AE = adverse event. DTx = digital therapeutic. SAE = serious adverse event.
The PP sensitivity analysis included 259 patients in the DTx group and 346 in the control group (n = 605/835; 72.5% of the FAS). As expected, there was a greater reduction in the mean (SD) number of migraine days per 4 weeks (1.9 [3.4]) for the DTx group in the PP analysis than in the FAS (between-group difference: −0.85 [95% CI −1.34 to −0.37], p = 0.0006). In the ITT analysis (340 in the DTx group, 392 in the control group), the DTx group experienced a mean (SD) decrease of 1.8 (3.4) days in the number of migraine days per 4 weeks (between-group difference: −0.64 days [95% CI −1.09 to −0.2], p = 0.0048).
Discussion
The use of the sinCephalea, a non-pharmacological DTx which provides personalised nutritional and lifestyle recommendations via short-term use of CGM, on top of standard treatment, resulted in a significant reduction in the mean number of MMD per 4 weeks and associated disease-specific quality-of-life impairment (measured by HIT-6 and MIDAS), compared with use of a control app, all without DTx-related AEs. Furthermore, a large proportion of patients using the DTx improved their overall health status (assessed by PGIC) and reduced their migraine-related disease impairment (measured by MIDAS) by at least one grade. This study applied the same scientific rigor as is used for pharmacological interventions, 17 supporting the potential clinical utility of a DTx for migraine prevention as add-on therapy with standard treatment.
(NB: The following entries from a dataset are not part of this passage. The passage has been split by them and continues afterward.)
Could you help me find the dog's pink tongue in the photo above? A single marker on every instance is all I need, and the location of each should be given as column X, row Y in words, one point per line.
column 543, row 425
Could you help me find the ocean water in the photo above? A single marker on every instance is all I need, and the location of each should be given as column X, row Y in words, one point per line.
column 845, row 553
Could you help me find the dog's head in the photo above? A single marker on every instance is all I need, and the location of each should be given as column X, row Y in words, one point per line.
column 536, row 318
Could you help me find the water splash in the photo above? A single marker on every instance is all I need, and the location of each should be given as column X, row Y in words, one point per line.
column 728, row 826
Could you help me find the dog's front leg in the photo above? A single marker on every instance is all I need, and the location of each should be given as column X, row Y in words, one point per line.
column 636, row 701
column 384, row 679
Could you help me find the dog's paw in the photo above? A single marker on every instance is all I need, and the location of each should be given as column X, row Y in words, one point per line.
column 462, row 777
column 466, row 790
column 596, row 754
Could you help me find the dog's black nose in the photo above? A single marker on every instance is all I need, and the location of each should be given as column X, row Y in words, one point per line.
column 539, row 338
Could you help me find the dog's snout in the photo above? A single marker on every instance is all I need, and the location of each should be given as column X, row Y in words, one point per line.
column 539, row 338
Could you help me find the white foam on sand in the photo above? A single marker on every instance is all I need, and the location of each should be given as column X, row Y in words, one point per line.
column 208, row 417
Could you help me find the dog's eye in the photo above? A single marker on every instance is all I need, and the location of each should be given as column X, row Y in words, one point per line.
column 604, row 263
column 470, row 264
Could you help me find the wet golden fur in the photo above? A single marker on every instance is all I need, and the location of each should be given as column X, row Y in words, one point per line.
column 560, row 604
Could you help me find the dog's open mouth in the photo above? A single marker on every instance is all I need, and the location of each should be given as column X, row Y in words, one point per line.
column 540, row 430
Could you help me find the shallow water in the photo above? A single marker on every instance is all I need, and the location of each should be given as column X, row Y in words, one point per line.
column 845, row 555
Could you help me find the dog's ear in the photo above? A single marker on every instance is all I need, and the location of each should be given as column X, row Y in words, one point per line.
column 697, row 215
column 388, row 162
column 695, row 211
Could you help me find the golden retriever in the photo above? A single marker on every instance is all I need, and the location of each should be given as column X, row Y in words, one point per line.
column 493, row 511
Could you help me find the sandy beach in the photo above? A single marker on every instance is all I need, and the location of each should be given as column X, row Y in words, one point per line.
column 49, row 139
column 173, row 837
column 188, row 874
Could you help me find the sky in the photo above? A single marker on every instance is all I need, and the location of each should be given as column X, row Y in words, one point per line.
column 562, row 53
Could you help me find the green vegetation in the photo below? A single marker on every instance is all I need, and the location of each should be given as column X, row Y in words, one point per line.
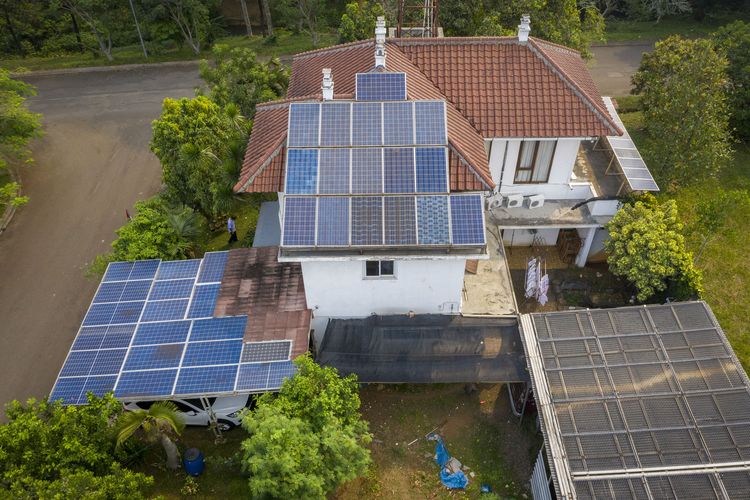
column 18, row 126
column 308, row 439
column 50, row 451
column 683, row 87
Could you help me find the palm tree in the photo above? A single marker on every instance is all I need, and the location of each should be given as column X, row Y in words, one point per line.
column 157, row 424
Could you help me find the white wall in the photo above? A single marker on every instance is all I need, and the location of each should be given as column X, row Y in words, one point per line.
column 338, row 289
column 504, row 158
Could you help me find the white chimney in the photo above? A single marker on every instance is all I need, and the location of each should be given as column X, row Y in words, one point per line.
column 524, row 28
column 327, row 87
column 380, row 42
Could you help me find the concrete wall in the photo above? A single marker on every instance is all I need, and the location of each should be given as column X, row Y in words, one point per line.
column 339, row 289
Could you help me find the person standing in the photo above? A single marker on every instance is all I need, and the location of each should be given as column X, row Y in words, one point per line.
column 232, row 229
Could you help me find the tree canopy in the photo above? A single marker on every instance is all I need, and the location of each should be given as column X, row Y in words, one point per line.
column 646, row 247
column 51, row 451
column 308, row 439
column 237, row 77
column 191, row 138
column 683, row 85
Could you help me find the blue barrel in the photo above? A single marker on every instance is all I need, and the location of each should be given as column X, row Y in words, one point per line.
column 193, row 462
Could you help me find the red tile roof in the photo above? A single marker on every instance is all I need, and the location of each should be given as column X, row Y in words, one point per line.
column 270, row 293
column 494, row 87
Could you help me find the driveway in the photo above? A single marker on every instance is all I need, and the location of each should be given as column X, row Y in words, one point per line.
column 613, row 65
column 91, row 165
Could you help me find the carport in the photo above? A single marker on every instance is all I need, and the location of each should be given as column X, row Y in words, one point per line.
column 429, row 348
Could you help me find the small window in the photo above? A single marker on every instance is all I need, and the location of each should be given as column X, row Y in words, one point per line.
column 379, row 269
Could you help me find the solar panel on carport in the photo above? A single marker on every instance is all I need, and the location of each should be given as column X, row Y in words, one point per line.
column 166, row 343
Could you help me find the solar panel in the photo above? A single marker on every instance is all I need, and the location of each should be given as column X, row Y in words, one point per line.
column 432, row 170
column 204, row 301
column 398, row 123
column 212, row 269
column 162, row 333
column 467, row 219
column 299, row 221
column 177, row 269
column 304, row 124
column 226, row 328
column 333, row 171
column 301, row 171
column 206, row 380
column 400, row 220
column 367, row 220
column 165, row 310
column 367, row 124
column 220, row 352
column 367, row 171
column 335, row 124
column 381, row 86
column 172, row 289
column 154, row 356
column 398, row 170
column 255, row 352
column 333, row 214
column 430, row 122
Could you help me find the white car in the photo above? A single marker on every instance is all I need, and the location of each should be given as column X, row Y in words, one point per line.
column 227, row 409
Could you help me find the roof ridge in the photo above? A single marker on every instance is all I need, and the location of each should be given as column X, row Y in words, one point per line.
column 539, row 51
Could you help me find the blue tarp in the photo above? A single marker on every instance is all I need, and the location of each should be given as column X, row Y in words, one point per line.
column 453, row 480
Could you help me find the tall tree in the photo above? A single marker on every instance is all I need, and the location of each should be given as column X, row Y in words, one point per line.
column 683, row 85
column 734, row 42
column 237, row 77
column 188, row 138
column 18, row 126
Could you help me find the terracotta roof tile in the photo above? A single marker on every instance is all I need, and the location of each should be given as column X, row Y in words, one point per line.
column 271, row 293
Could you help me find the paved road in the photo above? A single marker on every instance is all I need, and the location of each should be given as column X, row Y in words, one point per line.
column 91, row 165
column 613, row 66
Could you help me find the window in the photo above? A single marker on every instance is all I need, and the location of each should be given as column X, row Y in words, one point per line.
column 379, row 269
column 534, row 161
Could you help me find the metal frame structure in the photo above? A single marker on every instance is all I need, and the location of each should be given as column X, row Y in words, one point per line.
column 640, row 402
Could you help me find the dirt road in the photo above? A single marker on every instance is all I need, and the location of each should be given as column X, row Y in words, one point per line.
column 91, row 165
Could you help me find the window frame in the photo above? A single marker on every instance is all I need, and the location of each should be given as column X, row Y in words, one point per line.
column 533, row 168
column 380, row 275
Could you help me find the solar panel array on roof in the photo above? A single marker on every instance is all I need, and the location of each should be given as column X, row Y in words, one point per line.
column 627, row 156
column 150, row 334
column 641, row 402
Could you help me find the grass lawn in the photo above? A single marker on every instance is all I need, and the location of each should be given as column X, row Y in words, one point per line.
column 286, row 43
column 624, row 31
column 478, row 429
column 726, row 275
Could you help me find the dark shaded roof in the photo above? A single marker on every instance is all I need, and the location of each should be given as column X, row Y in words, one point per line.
column 270, row 292
column 640, row 402
column 425, row 349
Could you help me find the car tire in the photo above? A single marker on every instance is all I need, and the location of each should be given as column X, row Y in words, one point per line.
column 225, row 425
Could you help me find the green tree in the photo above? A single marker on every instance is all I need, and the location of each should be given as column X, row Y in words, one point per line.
column 358, row 21
column 683, row 85
column 309, row 439
column 189, row 138
column 646, row 247
column 18, row 126
column 237, row 77
column 53, row 451
column 159, row 423
column 734, row 42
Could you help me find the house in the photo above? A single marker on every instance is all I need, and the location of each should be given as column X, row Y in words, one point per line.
column 511, row 120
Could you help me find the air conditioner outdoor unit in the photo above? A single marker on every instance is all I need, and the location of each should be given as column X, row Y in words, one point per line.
column 536, row 201
column 515, row 200
column 494, row 201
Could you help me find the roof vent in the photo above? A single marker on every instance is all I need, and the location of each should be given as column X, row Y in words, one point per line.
column 524, row 28
column 327, row 87
column 380, row 43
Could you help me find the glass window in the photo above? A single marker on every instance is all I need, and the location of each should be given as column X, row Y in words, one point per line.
column 534, row 161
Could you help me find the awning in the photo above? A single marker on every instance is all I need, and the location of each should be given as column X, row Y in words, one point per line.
column 429, row 348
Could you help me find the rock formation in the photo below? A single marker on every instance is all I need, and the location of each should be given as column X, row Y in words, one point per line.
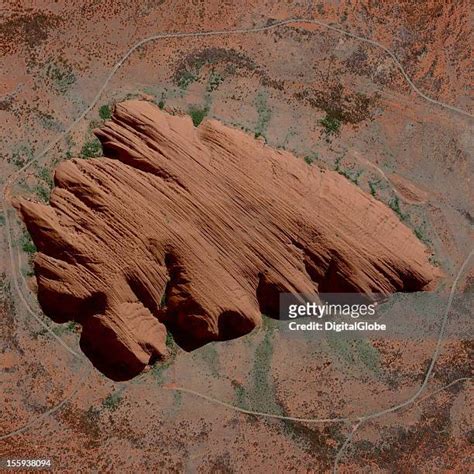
column 196, row 231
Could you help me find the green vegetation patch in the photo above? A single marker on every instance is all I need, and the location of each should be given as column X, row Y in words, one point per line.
column 198, row 114
column 27, row 244
column 264, row 114
column 331, row 124
column 112, row 401
column 395, row 206
column 105, row 112
column 61, row 74
column 92, row 148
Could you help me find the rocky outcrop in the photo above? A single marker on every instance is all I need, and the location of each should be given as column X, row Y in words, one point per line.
column 198, row 230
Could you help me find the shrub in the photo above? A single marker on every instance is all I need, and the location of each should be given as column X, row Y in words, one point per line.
column 197, row 114
column 331, row 124
column 27, row 244
column 91, row 149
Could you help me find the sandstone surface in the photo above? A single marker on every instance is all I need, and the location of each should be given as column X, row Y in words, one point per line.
column 196, row 231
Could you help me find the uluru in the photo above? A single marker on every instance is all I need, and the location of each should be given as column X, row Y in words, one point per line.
column 196, row 231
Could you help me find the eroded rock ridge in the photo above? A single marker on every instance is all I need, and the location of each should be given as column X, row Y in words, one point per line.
column 196, row 231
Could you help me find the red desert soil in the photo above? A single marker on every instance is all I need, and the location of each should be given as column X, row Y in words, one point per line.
column 198, row 230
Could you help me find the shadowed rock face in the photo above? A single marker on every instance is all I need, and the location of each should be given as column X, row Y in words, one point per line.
column 198, row 230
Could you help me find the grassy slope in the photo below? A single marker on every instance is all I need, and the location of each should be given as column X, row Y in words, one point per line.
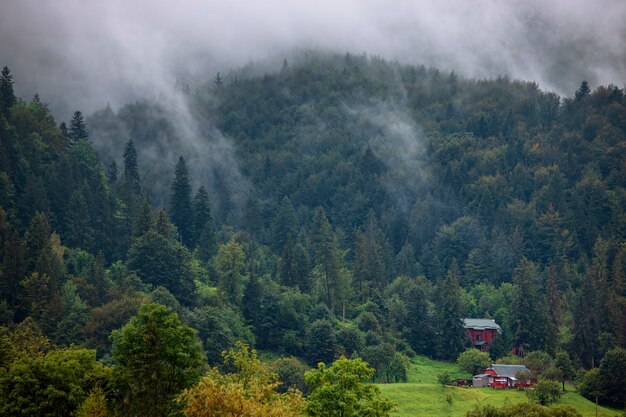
column 423, row 396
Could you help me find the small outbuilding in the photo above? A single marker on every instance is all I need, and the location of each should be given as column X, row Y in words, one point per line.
column 481, row 380
column 481, row 332
column 509, row 376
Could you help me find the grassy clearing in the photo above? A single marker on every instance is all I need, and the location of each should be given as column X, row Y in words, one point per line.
column 423, row 396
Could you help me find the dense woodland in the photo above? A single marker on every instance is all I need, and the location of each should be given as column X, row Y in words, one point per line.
column 336, row 205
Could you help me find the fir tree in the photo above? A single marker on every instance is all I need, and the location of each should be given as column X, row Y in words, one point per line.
column 450, row 329
column 7, row 97
column 78, row 130
column 201, row 215
column 132, row 183
column 181, row 211
column 531, row 321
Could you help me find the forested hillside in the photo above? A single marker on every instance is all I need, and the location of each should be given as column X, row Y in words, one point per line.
column 337, row 205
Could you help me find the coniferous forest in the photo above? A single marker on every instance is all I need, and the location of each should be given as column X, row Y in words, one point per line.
column 335, row 205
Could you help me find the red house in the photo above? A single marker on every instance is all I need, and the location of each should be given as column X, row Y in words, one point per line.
column 508, row 376
column 481, row 332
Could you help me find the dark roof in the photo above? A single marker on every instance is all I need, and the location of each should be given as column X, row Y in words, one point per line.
column 481, row 324
column 509, row 370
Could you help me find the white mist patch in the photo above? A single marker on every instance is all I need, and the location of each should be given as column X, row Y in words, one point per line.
column 400, row 144
column 81, row 55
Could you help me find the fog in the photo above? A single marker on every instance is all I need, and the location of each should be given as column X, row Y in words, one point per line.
column 79, row 54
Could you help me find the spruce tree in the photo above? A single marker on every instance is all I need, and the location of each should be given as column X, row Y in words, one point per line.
column 201, row 215
column 450, row 325
column 530, row 316
column 287, row 264
column 181, row 211
column 328, row 259
column 132, row 183
column 7, row 96
column 78, row 130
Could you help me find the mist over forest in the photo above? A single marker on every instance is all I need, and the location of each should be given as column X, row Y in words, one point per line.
column 328, row 183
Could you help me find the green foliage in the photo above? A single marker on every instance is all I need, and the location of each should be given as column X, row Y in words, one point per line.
column 7, row 97
column 159, row 260
column 181, row 210
column 613, row 375
column 78, row 130
column 249, row 390
column 95, row 404
column 321, row 342
column 591, row 385
column 530, row 315
column 231, row 272
column 340, row 390
column 290, row 373
column 544, row 392
column 473, row 361
column 523, row 410
column 451, row 334
column 219, row 329
column 444, row 378
column 55, row 383
column 157, row 357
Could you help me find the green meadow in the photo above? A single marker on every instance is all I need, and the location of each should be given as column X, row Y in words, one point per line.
column 422, row 395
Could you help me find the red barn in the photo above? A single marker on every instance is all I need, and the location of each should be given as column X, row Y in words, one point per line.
column 481, row 332
column 509, row 376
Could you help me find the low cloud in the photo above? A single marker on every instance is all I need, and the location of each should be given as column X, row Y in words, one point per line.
column 85, row 54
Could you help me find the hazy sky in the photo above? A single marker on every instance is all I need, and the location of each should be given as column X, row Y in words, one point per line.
column 83, row 54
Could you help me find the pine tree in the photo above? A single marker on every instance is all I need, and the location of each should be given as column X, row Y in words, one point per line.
column 181, row 211
column 284, row 224
column 132, row 183
column 450, row 325
column 201, row 215
column 79, row 232
column 7, row 96
column 583, row 91
column 419, row 330
column 143, row 219
column 219, row 82
column 78, row 130
column 287, row 264
column 328, row 260
column 528, row 310
column 370, row 267
column 112, row 172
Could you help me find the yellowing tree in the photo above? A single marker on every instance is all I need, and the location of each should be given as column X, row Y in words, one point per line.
column 250, row 391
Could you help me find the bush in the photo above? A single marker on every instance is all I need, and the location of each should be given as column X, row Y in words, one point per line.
column 290, row 373
column 444, row 378
column 519, row 410
column 545, row 392
column 473, row 361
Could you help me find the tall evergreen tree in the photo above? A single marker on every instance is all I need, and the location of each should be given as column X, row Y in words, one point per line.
column 7, row 97
column 451, row 334
column 370, row 268
column 78, row 129
column 419, row 330
column 287, row 264
column 132, row 183
column 181, row 211
column 328, row 259
column 79, row 231
column 284, row 224
column 531, row 322
column 201, row 215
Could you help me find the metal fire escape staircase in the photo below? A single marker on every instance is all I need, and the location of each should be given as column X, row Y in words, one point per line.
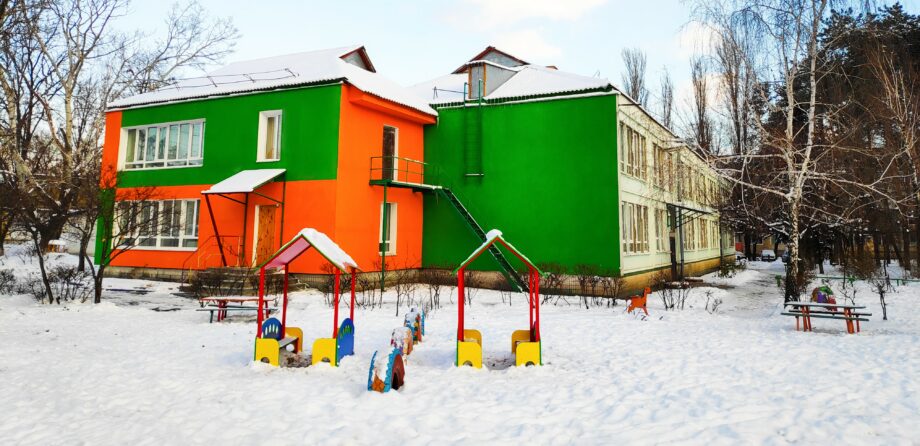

The DTx was assessed in patients with episodic migraine with severe disease impairment, indicated by high baseline HIT-6 and MIDAS scores (64.8 and 47.2, respectively). Furthermore, just under a quarter of patients were on migraine prevention pharmacological medications. This means that many patients had severe and persistent migraine despite receiving a high standard of care. It was therefore encouraging to see a large effect size with a non-pharmacological intervention, with or without concomitant pharmacological treatment. Currently, not universally accepted minimal clinically important difference (MCID) has been defined for the absolute reduction in monthly migraine days. Therefore, clinical relevance is usually assessed by responder rates, i.e., the proportion of patients achieving a ≥ 30% or ≥50% reduction in monthly migraine days. In the current study, 55% of patients achieved a clinically meaningful (≥30%) reduction in MMD, with 38% achieving a ≥ 50% reduction in MMD, alongside reductions in disease impairment; this compares favourably with pharmacological interventions, such as calcitonin gene-related peptide (CGRP) antibodies, where approximately 30–62% of patients achieve a ≥ 50% reduction in MMD after 3–6 months. 18 Furthermore, clinically relevant improvements in migraine-related impairment were even seen in 44% of patients with the most severe disease (MIDAS grade IV-B), and 77% of patients reported that their overall health status had improved (per PGIC). Consequently, DTx may be particularly beneficial for those with severe and persistent migraine or for those intolerant to other pharmacological treatments.
The observed between-group difference of −0.53 migraine days per 4 weeks is a modest absolute reduction in isolation; however, it should be interpreted in the context of the relatively low baseline migraine frequency in this population (mean 6.7 days per 4 weeks), in which a reduction of this magnitude represents a meaningful proportional decrease. Moreover, this estimate increased to −0.65 days in the adherent subgroup and −0.65 days in the per-protocol population, suggesting that the full clinical benefit is best captured in patients who engage with the intervention as intended. The within-group reduction in the DTx arm was substantially larger (1.7 days per 4 weeks), reflecting a combination of the true intervention effect and non-specific effects inherent to the open-label design which cannot be formally separated in the absence of blinding. It should be noted, however, that blinding is inherently not feasible in DTx trials as participants cannot be masked to a personalised digital intervention in the same way as to a pharmacological treatment. Furthermore, in behavioural and digital interventions, expectation effects are not merely a source of bias but may themselves constitute part of the therapeutic mechanism. Applying conventional MCID thresholds derived from pharmacological trials rigidly to the between-group difference in a multicomponent DTx study may therefore systematically underestimate its true clinical relevance.
The study population had a mean baseline frequency of 6.7 migraine days per 4 weeks; patients with chronic migraine were excluded per protocol. Whether the findings generalise to patients with higher-frequency episodic or chronic migraine remains to be established. Such patients may derive greater absolute benefit from the DTx, given the larger ceiling for migraine day reduction; however, they may also have more established migraine pathophysiology that is less amenable to dietary modification alone. Dedicated trials in higher-frequency migraine populations are warranted.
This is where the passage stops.